LAS VEGAS (KLAS) — A study of private water wells in rural Nevada found that nearly a quarter of the wells had arsenic that exceeded safe levels.

The study released Wednesday by the Desert Research Institute reported that some of the wells had arsenic levels 80 times higher than the limit in some cases. Uranium was the second-most commonly detected metal, along with elevated levels of lead, cadmium and iron.

Private wells are the primary source of drinking water for about 182,000 Nevadans, according to the study. Consuming water contaminated by metals such as arsenic can cause adverse health effects. “Long-term exposure to inorganic arsenic, mainly through drinking-water and food, can lead to chronic arsenic poisoning. Skin lesions and skin cancer are the most characteristic effects,” according to the World Health Organization.

Most of the 174 wells studied were in Northern Nevada around Reno, Carson City and Fallon. A map provided with the study showed five to seven of the wells were in Southern Nevada, but precise locations were not provided.

The study was published in Science of The Total Environment. Scientists from DRI and the University of Hawaii Cancer Center recruited households with private wells through the Healthy Nevada Project. Households were sent free water testing kits, and participants were notified of their water quality results and recommended actions they could take.

“We know from previous research that Nevada’s arid climate and geologic landscape produce these heavy metals in our groundwater,” says Monica Arienzo, Ph.D., an associate research professor at DRI who led the study. “It was important for us to reach out to community members with private wells to see how this is impacting the safety of their drinking water.”

Fewer than half (41%) of the wells sampled used water treatment systems, and some treated water samples still contained arsenic levels over EPA guidelines. Although average levels of heavy metal contaminants were lower in treated water, many homes were unable to reduce contaminants to levels considered safe.
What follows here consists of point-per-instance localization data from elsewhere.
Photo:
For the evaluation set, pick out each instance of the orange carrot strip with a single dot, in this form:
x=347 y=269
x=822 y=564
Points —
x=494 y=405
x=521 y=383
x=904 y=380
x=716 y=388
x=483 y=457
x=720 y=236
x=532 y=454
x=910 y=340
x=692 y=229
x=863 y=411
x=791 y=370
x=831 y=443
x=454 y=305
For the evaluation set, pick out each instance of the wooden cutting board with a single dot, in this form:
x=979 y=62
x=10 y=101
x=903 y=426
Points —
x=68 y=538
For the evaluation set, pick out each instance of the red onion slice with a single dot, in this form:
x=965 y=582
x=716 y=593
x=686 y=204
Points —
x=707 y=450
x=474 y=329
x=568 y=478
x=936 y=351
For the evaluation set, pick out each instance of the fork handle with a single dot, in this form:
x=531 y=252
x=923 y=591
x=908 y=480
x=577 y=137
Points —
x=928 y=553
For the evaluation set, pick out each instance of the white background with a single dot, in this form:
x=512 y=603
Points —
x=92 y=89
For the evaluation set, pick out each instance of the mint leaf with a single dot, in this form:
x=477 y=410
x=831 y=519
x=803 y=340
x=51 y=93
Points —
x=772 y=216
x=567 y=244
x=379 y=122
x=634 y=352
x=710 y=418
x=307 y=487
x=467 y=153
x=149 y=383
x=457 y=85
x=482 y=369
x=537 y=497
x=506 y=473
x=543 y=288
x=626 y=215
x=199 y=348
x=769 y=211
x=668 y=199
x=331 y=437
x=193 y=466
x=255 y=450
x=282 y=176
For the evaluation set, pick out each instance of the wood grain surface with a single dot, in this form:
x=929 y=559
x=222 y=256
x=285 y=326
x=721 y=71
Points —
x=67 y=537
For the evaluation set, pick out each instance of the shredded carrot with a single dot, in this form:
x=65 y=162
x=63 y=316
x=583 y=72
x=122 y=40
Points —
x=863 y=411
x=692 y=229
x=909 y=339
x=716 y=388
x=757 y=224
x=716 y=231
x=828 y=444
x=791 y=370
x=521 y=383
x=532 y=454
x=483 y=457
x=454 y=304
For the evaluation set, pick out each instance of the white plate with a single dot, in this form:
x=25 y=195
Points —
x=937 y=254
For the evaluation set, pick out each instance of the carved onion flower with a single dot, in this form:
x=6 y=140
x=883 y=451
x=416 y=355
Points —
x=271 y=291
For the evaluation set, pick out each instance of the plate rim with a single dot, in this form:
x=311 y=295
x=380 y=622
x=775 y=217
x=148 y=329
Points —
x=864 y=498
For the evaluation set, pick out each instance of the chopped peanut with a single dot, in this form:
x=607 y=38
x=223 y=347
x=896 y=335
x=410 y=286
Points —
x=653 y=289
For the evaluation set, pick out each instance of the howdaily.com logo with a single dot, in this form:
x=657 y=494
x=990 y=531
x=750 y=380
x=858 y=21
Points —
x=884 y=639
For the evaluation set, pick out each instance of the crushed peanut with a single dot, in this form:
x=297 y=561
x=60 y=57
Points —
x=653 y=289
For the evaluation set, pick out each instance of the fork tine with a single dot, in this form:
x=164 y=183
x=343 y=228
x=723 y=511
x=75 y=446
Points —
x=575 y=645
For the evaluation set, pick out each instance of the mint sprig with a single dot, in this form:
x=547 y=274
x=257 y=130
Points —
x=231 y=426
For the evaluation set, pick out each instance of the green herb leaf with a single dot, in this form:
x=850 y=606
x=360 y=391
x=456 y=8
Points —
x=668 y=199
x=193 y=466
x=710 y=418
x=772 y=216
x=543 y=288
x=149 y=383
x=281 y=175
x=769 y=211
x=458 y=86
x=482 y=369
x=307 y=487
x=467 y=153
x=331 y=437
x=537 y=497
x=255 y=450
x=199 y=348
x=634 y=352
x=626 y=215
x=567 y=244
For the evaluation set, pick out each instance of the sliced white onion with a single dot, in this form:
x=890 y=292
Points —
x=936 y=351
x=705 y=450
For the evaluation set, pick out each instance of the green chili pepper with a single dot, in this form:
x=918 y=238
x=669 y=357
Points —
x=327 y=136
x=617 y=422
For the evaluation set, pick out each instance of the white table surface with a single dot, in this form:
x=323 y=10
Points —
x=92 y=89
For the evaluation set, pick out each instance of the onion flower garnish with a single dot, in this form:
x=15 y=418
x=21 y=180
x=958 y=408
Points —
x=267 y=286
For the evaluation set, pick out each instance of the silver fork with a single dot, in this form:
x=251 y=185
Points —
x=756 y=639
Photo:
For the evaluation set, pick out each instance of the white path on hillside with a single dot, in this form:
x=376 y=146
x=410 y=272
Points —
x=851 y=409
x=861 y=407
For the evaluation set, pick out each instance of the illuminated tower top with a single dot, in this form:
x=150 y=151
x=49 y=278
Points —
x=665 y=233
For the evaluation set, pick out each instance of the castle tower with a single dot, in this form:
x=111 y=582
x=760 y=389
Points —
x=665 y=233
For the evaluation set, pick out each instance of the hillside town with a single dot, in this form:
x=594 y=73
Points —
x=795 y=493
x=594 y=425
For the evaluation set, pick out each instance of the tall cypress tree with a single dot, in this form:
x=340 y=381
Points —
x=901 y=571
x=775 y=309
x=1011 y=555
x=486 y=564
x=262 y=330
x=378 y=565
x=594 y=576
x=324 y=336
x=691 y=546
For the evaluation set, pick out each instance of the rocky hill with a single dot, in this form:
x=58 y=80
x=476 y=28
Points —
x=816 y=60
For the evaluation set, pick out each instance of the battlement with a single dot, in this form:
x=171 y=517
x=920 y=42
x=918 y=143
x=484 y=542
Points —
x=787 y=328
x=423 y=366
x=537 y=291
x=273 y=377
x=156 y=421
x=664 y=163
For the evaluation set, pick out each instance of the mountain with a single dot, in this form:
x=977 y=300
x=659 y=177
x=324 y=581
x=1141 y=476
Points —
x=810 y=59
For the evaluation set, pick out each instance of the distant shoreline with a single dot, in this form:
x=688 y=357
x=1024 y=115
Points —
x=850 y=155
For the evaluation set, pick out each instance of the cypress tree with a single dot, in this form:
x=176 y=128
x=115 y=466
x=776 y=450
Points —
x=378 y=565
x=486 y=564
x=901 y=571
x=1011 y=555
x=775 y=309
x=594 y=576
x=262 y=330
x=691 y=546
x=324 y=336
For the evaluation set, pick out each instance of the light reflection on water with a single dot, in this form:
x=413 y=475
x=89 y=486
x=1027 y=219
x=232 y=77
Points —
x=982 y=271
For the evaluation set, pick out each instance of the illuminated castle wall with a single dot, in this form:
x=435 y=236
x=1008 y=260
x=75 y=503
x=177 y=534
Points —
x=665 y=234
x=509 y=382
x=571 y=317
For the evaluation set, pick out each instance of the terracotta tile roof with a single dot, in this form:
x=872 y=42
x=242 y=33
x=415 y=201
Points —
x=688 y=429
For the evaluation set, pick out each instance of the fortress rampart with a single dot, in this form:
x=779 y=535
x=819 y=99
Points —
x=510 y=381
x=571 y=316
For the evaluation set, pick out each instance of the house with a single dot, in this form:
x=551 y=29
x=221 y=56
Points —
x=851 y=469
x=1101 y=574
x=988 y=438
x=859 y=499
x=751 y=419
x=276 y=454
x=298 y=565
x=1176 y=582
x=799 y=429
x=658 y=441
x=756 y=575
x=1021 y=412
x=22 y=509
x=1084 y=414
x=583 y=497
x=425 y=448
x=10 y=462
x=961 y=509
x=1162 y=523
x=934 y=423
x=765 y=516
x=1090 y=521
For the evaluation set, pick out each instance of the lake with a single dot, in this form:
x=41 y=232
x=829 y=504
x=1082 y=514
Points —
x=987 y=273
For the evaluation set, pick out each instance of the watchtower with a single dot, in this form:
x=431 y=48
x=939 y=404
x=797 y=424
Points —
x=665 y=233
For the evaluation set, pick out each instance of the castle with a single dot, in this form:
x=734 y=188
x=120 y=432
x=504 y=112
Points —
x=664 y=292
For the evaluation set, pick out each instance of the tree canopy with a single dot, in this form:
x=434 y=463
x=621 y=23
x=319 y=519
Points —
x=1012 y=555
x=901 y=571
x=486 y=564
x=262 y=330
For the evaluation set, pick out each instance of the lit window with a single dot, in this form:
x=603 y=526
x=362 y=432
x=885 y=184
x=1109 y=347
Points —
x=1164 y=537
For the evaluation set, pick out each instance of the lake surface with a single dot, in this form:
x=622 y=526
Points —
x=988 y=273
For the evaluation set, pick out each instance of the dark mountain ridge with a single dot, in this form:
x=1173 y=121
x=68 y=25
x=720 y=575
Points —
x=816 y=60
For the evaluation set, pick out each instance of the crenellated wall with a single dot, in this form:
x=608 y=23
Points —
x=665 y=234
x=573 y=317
The state leaves private well owners responsible for monitoring their own water quality, and well water testing helps ensure water is safe to drink. This study shows that more frequent testing is needed to ensure Nevada’s rural communities have safe drinking water. This is particularly important as the effects of climate change and population growth alter the chemistry of groundwater, potentially increasing metal concentrations.